16. The method of claim 15, wherein automatically identifying one or more associations comprises:

extracting data including words and numerical values from each trademark record of the plurality of trademark records;

determining a data type associated with each word and each numerical value;

selecting a mapping technique from a plurality of mapping techniques based on the determined data type; and

applying the selected mapping technique using the mapping logic to automatically identify the one or more associations.

17. The method of claim 16, further comprising:

selecting a first mapping technique when the extracted data is a word corresponding to a name of an individual or of a company; and

selecting a second mapping technique when the extracted data is a word extracted from a description of goods and services of a trademark record.

18. The computer-readable medium of claim 17, wherein the plurality of mapping techniques includes at least one of latent semantic analysis, Naive-Bayes classification, and brute-force analysis.

19. The method of claim 15, wherein the plurality of documents comprise issued patents and published patent applications.

20. The method of claim 19, further comprising:

receiving, at a search system having access to the memory, a patent document number from a user device;

retrieving search results related to the patent number using a pre-defined goal-oriented query;

retrieving trademark data related to one or more of the search results based on the plurality of mappings; and

transmitting a graphical user interface including the search results and including the retrieved trademark data to the user device.

21. The method of claim 20, wherein the pre-defined goal-oriented query comprises one of a patent invalidity search to identify potentially invalidating prior art references and a patent licensing search to identify potential licensees of a patent.

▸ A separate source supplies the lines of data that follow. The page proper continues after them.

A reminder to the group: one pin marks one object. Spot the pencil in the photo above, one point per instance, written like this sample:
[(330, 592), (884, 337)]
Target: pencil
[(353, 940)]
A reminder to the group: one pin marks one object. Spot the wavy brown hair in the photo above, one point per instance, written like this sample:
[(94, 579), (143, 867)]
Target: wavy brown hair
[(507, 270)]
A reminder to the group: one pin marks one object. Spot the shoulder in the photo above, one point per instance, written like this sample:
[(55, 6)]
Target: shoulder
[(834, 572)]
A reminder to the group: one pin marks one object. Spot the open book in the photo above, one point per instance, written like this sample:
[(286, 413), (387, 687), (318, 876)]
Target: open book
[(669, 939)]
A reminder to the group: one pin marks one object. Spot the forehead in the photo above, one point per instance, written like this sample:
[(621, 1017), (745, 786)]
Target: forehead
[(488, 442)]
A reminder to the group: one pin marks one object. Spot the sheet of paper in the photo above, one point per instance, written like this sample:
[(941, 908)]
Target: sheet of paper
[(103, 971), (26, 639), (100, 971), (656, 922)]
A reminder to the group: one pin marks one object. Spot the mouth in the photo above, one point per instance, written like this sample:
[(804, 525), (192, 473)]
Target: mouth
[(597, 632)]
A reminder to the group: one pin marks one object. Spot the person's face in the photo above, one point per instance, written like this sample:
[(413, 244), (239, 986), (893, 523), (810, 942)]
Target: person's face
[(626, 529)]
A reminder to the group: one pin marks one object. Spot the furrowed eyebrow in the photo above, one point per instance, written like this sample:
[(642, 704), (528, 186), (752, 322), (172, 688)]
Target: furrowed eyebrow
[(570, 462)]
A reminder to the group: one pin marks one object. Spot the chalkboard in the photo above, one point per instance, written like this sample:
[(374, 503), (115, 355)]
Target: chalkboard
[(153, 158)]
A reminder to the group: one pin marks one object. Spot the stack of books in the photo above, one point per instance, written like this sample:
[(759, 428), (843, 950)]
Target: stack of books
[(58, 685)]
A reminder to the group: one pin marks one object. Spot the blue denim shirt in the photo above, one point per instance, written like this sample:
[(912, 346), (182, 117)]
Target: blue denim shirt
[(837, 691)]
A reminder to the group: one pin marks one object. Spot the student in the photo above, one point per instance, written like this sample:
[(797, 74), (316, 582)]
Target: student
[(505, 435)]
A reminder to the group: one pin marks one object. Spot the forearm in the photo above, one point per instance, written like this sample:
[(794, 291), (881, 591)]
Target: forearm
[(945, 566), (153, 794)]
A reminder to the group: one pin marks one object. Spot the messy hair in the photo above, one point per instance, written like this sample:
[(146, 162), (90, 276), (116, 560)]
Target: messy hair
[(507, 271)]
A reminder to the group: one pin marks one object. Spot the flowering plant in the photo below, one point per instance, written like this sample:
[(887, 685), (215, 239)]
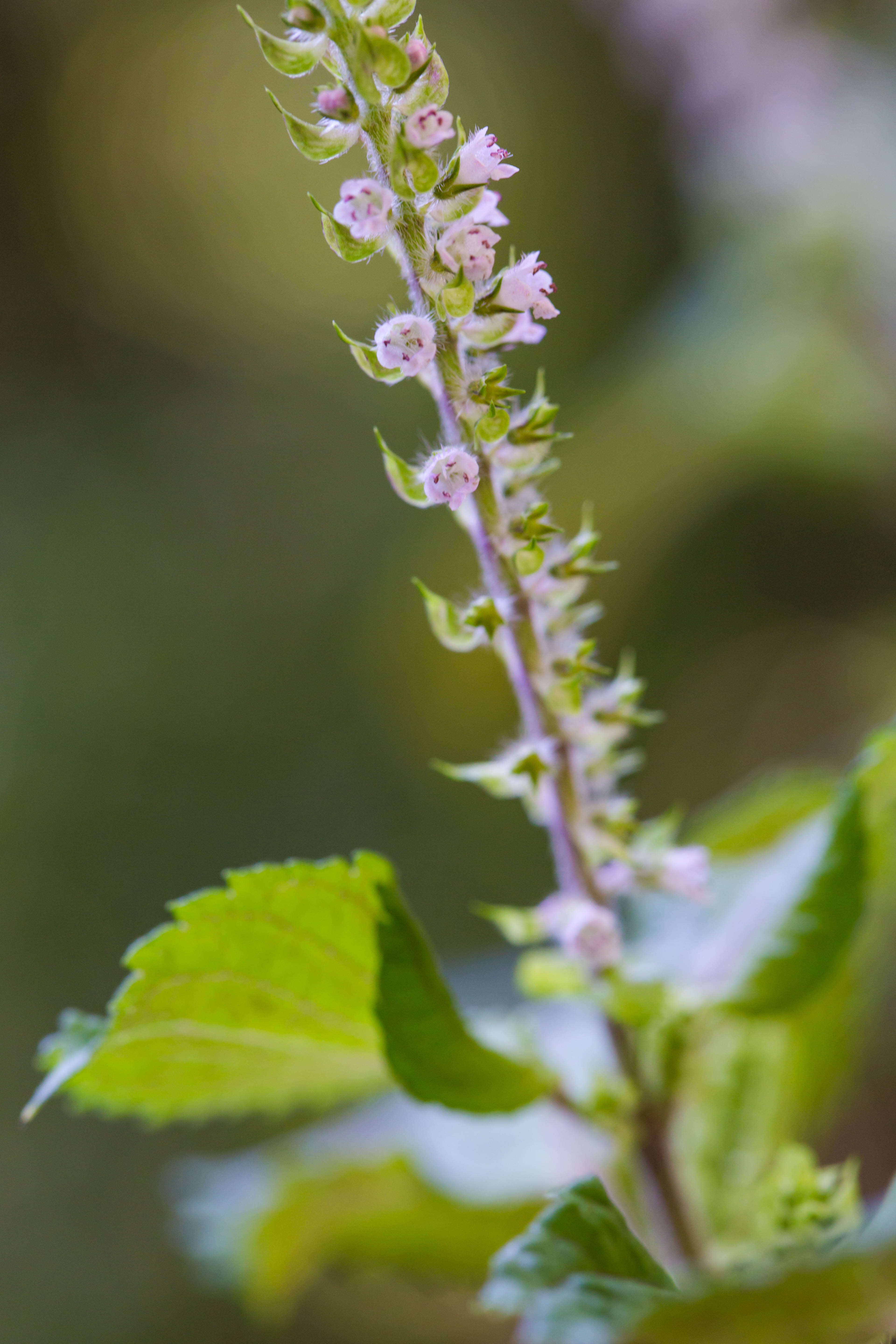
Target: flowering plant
[(674, 1002)]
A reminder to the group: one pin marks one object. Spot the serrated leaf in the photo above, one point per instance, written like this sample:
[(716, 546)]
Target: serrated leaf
[(287, 988), (850, 1300), (367, 361), (581, 1232), (289, 58), (348, 1215), (758, 812), (813, 936), (318, 143), (402, 476), (426, 1043), (389, 14), (448, 624), (340, 240)]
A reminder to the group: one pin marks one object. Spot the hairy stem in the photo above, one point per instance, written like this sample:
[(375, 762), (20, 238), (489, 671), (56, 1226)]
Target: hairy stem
[(516, 640)]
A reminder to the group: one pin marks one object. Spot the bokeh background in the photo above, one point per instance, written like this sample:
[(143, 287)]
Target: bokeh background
[(210, 650)]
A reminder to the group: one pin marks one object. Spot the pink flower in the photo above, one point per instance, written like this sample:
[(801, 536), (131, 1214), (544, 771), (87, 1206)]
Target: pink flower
[(686, 870), (614, 878), (528, 286), (481, 161), (406, 342), (471, 246), (525, 332), (449, 476), (417, 52), (487, 212), (584, 929), (429, 127), (331, 103), (363, 207)]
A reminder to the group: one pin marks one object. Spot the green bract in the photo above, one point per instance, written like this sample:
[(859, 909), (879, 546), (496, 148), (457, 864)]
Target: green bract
[(340, 240), (449, 626), (291, 58), (320, 143), (367, 361), (402, 476), (295, 986)]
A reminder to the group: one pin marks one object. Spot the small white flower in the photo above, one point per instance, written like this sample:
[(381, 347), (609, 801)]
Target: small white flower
[(686, 870), (417, 52), (525, 332), (614, 878), (449, 476), (363, 207), (483, 161), (406, 342), (471, 246), (487, 212), (528, 286), (584, 929), (334, 103), (429, 127)]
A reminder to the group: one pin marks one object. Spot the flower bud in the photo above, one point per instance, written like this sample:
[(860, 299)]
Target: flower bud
[(525, 332), (528, 286), (429, 127), (686, 870), (481, 159), (494, 425), (363, 207), (408, 343), (304, 17), (417, 53), (471, 246), (584, 929), (449, 476), (338, 103)]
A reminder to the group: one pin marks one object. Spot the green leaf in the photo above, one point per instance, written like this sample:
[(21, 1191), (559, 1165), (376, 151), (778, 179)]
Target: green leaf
[(844, 1302), (733, 1115), (389, 14), (291, 58), (448, 624), (813, 936), (432, 87), (402, 476), (367, 361), (65, 1054), (346, 1217), (318, 143), (520, 925), (757, 814), (340, 240), (284, 990), (581, 1232), (429, 1049)]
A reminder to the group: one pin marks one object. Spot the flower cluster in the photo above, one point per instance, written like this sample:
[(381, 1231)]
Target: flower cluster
[(440, 217)]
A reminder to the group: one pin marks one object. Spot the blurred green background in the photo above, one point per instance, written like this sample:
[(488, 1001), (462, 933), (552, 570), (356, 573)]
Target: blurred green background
[(210, 650)]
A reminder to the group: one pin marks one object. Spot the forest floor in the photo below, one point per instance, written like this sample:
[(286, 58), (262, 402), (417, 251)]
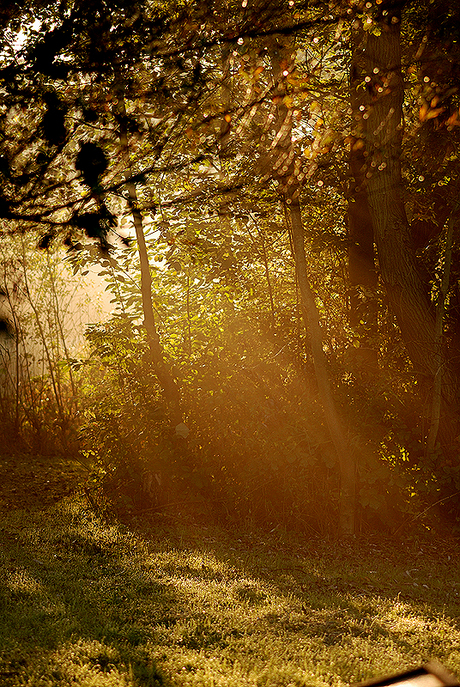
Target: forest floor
[(168, 601)]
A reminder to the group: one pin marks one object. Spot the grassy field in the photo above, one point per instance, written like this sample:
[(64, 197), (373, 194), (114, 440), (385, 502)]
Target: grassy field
[(167, 601)]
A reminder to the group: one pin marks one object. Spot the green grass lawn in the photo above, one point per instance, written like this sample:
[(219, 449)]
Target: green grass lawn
[(169, 602)]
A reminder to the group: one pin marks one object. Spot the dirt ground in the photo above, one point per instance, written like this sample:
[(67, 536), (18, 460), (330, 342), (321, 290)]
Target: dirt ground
[(30, 482)]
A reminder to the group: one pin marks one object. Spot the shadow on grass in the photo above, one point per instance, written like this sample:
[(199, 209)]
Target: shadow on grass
[(90, 603), (76, 605)]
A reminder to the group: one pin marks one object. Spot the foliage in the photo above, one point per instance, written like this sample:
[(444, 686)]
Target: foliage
[(170, 121), (171, 601)]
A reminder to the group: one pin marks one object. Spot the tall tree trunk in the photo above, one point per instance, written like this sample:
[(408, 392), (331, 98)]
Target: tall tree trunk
[(162, 370), (362, 271), (283, 161), (407, 297), (406, 292)]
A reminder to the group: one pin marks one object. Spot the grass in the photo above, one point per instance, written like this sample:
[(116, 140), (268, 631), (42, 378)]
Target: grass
[(168, 602)]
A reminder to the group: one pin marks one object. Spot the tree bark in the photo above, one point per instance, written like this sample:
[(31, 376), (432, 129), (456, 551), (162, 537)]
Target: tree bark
[(362, 272), (283, 162), (162, 370), (406, 294)]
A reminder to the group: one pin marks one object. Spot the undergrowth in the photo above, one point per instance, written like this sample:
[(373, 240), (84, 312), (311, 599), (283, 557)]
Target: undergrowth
[(164, 601)]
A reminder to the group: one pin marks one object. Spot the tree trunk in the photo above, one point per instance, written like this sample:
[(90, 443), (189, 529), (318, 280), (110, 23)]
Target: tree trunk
[(406, 294), (284, 163), (162, 370), (362, 271)]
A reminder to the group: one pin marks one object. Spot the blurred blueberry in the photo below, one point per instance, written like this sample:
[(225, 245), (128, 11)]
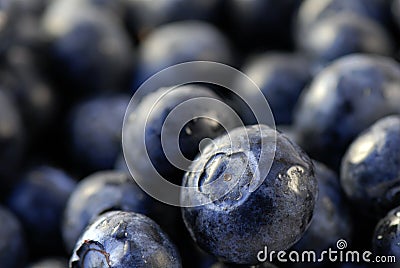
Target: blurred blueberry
[(13, 248), (12, 140), (101, 192), (180, 42), (35, 97), (331, 220), (230, 265), (161, 127), (39, 201), (95, 127), (50, 263), (143, 15), (281, 77), (343, 99), (289, 131), (93, 49), (370, 170), (311, 12), (124, 239), (237, 220), (260, 24), (344, 34)]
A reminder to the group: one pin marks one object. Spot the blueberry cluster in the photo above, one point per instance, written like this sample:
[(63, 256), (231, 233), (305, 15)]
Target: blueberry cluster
[(78, 154)]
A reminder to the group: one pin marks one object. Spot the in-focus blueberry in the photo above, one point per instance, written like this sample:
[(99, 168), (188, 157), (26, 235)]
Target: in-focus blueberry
[(101, 192), (96, 126), (386, 240), (39, 201), (370, 170), (50, 263), (13, 249), (344, 99), (237, 219), (124, 239), (331, 220)]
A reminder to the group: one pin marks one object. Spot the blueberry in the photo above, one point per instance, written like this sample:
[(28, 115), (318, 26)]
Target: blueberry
[(39, 201), (165, 101), (96, 126), (311, 12), (386, 238), (50, 263), (281, 77), (343, 34), (94, 51), (236, 226), (228, 265), (289, 131), (370, 170), (396, 12), (260, 24), (13, 248), (342, 100), (101, 192), (12, 139), (35, 97), (124, 239), (331, 220), (180, 42), (143, 16)]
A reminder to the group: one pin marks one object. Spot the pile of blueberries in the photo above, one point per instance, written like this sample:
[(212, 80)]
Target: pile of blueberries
[(328, 69)]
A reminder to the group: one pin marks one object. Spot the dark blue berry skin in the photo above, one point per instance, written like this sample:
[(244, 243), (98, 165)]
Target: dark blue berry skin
[(143, 16), (101, 192), (50, 263), (94, 51), (96, 126), (344, 99), (260, 24), (124, 239), (281, 77), (34, 96), (238, 225), (386, 239), (311, 12), (13, 248), (195, 131), (12, 139), (288, 131), (229, 265), (180, 42), (331, 220), (396, 12), (370, 170), (343, 34), (39, 201)]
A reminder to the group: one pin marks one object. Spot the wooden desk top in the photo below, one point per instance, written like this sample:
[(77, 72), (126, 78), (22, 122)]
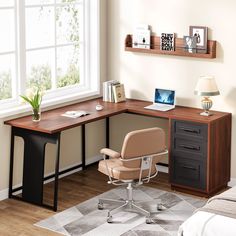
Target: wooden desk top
[(52, 121)]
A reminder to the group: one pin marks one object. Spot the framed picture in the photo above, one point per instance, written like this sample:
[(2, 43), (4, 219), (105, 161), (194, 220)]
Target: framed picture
[(200, 32)]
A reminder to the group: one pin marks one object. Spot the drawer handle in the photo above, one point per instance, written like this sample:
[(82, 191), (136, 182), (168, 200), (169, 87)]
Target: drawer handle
[(189, 167), (190, 130), (190, 147)]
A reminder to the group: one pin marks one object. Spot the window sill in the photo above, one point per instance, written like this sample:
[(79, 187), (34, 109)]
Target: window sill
[(49, 104)]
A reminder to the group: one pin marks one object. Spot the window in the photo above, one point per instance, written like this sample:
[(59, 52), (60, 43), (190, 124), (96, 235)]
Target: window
[(51, 44)]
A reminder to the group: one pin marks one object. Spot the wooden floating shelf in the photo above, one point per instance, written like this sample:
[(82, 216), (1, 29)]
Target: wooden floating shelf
[(179, 48)]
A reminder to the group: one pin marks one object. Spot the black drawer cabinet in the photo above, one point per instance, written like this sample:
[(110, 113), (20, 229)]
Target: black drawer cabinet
[(189, 172), (188, 154)]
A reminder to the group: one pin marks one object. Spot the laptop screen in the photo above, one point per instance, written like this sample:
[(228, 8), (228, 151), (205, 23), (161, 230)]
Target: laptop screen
[(165, 96)]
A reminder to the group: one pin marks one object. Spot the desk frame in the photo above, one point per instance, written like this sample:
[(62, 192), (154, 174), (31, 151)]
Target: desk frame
[(33, 168), (49, 129)]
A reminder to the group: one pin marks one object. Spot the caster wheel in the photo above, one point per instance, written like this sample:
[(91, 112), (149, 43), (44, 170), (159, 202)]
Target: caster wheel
[(148, 221), (109, 219), (160, 207), (100, 206)]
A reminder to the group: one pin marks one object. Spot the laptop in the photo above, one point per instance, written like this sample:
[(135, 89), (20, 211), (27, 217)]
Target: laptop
[(164, 100)]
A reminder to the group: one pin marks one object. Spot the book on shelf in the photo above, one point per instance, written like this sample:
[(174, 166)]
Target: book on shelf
[(167, 41), (107, 90), (119, 92), (190, 44)]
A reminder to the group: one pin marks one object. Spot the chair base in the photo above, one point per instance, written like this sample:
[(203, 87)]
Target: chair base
[(128, 204)]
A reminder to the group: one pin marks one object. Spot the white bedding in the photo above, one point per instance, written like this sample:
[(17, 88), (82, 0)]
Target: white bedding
[(208, 224)]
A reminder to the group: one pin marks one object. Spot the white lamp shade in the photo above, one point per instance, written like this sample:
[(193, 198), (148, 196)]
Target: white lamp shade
[(206, 86)]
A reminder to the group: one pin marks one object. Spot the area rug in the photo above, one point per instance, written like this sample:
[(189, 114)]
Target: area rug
[(85, 219)]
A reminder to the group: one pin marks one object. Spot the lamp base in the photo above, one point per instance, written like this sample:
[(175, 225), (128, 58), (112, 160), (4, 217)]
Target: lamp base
[(206, 105), (206, 113)]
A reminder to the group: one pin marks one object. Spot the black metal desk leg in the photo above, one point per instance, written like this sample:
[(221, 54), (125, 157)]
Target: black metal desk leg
[(57, 164), (83, 146), (11, 163), (33, 165)]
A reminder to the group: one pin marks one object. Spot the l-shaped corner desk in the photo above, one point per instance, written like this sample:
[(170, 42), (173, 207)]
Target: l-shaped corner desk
[(199, 146)]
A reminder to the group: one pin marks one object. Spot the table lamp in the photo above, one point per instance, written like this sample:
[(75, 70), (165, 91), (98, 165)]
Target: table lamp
[(206, 87)]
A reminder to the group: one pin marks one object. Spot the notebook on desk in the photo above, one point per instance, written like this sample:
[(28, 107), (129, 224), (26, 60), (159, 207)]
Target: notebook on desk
[(164, 100)]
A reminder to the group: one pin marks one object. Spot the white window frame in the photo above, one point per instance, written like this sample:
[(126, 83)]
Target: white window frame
[(91, 72)]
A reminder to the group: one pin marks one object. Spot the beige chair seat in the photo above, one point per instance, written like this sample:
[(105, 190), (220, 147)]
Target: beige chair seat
[(133, 166), (118, 171)]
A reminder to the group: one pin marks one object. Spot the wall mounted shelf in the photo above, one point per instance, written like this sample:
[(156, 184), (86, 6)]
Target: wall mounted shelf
[(179, 48)]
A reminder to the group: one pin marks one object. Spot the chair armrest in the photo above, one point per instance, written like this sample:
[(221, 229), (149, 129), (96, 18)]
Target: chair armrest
[(110, 153)]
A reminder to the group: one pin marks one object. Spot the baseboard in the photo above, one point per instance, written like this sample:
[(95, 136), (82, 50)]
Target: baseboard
[(232, 182), (162, 168), (4, 192)]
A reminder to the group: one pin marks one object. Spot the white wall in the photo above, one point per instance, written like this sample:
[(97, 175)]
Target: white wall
[(141, 73)]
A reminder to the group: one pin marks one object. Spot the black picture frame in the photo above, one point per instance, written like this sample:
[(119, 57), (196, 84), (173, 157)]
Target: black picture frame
[(201, 34)]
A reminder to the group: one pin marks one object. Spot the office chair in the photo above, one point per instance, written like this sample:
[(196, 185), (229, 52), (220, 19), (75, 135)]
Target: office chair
[(136, 165)]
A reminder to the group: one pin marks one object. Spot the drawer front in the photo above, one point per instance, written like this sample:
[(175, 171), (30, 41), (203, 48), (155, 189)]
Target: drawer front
[(189, 147), (188, 172), (190, 129)]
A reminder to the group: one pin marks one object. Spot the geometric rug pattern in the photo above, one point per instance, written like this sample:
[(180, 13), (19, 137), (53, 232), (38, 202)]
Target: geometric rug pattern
[(85, 219)]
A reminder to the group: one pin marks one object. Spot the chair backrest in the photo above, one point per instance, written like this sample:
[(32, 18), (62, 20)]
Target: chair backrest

22. The method of claim 19, further comprising:

receiving, at a search system having access to the memory, a keyword query related to the plurality of trademark records from a user device;

retrieving trademark records related to the keyword query;

retrieving patent documents related to the retrieved trademark records based on the plurality of mappings; and

transmitting an interface including the retrieved trademark records and data related to the retrieved patent documents to the user device.

23. The method of claim 15, further comprising:

automatically extracting text from a trademark document of the plurality of trademark records; and

selectively searching portions of each document of the plurality of documents using the extracted text to identify matches.